Комбриг со стуком опустил крышку и несколько мгновений стоял с закрытыми глазами. Мучительным усилием он справился с собой, передохнул и быстрыми шагами пошел прочь из страшной комнаты. Борисов и Криворучко, неодобрительно покачивая головами, остались поправлять крышку, подобрали и снова положили сверху трубу.

Ночью с эскадроном Девятого прибыл Юцевич. Начальник штаба привез приказ Реввоенсовета о награждении бойцов бригады за взятие Одессы и распоряжение Тухачевского: комбригу кавалерийской в срочном порядке прибыть на станцию Инжавино, где находился поезд командующего войсками губернии.

Представление штаба бригады на отличившихся при взятии Одессы гуляло где-то в верхах около полутора лет. Награды не успевали за военными событиями. Ордена Красного Знамени получили Криворучко, Девятый, Вальдман, Кириченко, Колесниченко, Чистяков, Няга (посмертно), Скутельник, Слива, Симонов, Тукс — всего несколько десятков человек.

Срочный вызов комбрига на станцию Инжавино Юцевич связывал с планами командующего по ликвидации оставшейся банды Матюхина. По последним данным, Матюхин скрывался в Чернявских и Пущинских лесах и сидел безвылазно, но, судя по налету на церковь, затворничество ему надоело, да и чего можно было дождаться, отсиживаясь без конца в лесной берлоге?

После похорон Григорий Иванович собирался ехать в Инжавино.

— А… в Тамбов? — осторожно поинтересовался Юцевич.

— После. После всего.

— Понимаю. — И начальник штаба отошел, чтобы отдать необходимые распоряжения.

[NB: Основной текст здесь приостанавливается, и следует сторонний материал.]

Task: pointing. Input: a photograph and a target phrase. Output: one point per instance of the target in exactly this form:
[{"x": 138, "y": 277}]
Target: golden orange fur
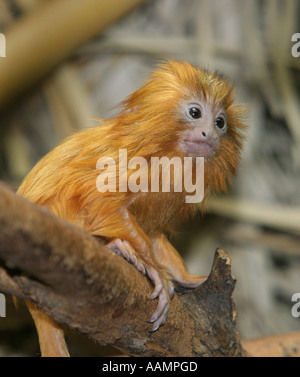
[{"x": 148, "y": 125}]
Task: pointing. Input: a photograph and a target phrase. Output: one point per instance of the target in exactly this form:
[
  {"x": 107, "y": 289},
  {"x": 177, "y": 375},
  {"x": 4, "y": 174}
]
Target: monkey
[{"x": 181, "y": 111}]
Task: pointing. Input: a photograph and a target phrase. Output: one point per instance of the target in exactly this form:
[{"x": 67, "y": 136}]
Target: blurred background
[{"x": 68, "y": 62}]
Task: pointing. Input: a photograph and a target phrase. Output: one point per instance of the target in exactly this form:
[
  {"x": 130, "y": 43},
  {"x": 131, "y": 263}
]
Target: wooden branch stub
[{"x": 81, "y": 283}]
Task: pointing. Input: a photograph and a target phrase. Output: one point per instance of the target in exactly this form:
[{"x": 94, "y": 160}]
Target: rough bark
[{"x": 79, "y": 282}]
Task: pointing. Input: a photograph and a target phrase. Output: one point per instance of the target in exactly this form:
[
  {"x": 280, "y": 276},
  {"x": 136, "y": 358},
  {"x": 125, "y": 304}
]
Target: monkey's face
[{"x": 205, "y": 125}]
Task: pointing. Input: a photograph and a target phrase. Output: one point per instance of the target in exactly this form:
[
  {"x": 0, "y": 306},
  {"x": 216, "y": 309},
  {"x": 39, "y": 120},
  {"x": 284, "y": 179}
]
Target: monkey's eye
[
  {"x": 220, "y": 122},
  {"x": 195, "y": 112}
]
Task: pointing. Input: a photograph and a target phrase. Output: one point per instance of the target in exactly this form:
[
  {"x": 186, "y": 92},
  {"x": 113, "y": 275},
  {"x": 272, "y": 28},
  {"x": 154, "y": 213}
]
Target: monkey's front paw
[
  {"x": 164, "y": 291},
  {"x": 124, "y": 249}
]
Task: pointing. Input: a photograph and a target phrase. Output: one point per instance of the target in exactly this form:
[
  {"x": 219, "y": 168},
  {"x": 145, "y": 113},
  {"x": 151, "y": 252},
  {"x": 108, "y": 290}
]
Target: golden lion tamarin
[{"x": 182, "y": 111}]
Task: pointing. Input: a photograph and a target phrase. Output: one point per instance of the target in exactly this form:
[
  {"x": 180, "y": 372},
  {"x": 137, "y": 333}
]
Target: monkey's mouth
[{"x": 199, "y": 148}]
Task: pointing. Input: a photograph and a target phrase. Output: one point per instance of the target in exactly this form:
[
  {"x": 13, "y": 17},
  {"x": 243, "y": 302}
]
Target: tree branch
[{"x": 78, "y": 281}]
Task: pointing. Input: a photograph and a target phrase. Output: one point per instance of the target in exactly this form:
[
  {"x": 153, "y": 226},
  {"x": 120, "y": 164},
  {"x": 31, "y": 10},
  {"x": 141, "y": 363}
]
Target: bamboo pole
[{"x": 37, "y": 43}]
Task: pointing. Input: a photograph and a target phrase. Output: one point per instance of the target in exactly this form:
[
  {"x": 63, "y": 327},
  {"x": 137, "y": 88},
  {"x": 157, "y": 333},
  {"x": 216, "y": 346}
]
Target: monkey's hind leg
[
  {"x": 51, "y": 336},
  {"x": 171, "y": 262}
]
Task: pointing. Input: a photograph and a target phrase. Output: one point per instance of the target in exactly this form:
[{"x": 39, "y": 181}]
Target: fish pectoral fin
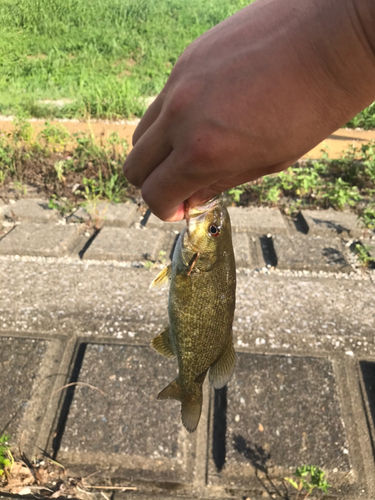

Прибыть в Инжавино комбригу приказывалось почему-то в сопровождении тридцати кавалеристов. Ни начальник штаба, ни комиссар не могли взять в толк, что кроется за таким распоряжением. Юцевич считал, что с комбригом следует отправить самых отборных бойцов: пускай полюбуются, как выглядит бригада даже после изнурительных боев. Борисов, наоборот, предлагал не хвастать, а прибедниться: увидит командование, как обносилась бригада, как никудышно снабжается, и примет меры.

Спор начальника штаба с комиссаром рассудил Девятый.

— Нашли когда лаяться! Да пошлите пополам: тех и других.

На том и решили.

Стояла поздняя теплая ночь, но деревня несла дежурство возле ревкома, где в большой комнате под караулом обнаженных шашек трое убитых проводили последние часы среди своих живых товарищей.

Во дворе раздавались голоса, бубнил как будто кто-то пьяный, Девятый прислушался и сбежал вниз разобраться, принять меры. Пьяного Герасима Петровича держали за руки Самохин и Тукс. Старик горько крутил головой, запрокидывая лицо.

— Лихо мне, сынки! Это почему же не меня, а? Или я завороженный от нее, а? Ведь меня она должна была прибрать, меня!..

«Эх, горе горькое!..» — Девятый неумело топтался. Что говорить, чем утешать?

— Дед, или мы не люди? Ты, в трон, в закон… двух сынов отдал бригаде. Так неуж бригада тебя забудет? Живи, пользуйся всем довольствием — и никаких! Не думай ничего плохого.

Старик опустился на землю, уронил голову на руки.

— Спать бы его, ребята, — предложил эскадронный.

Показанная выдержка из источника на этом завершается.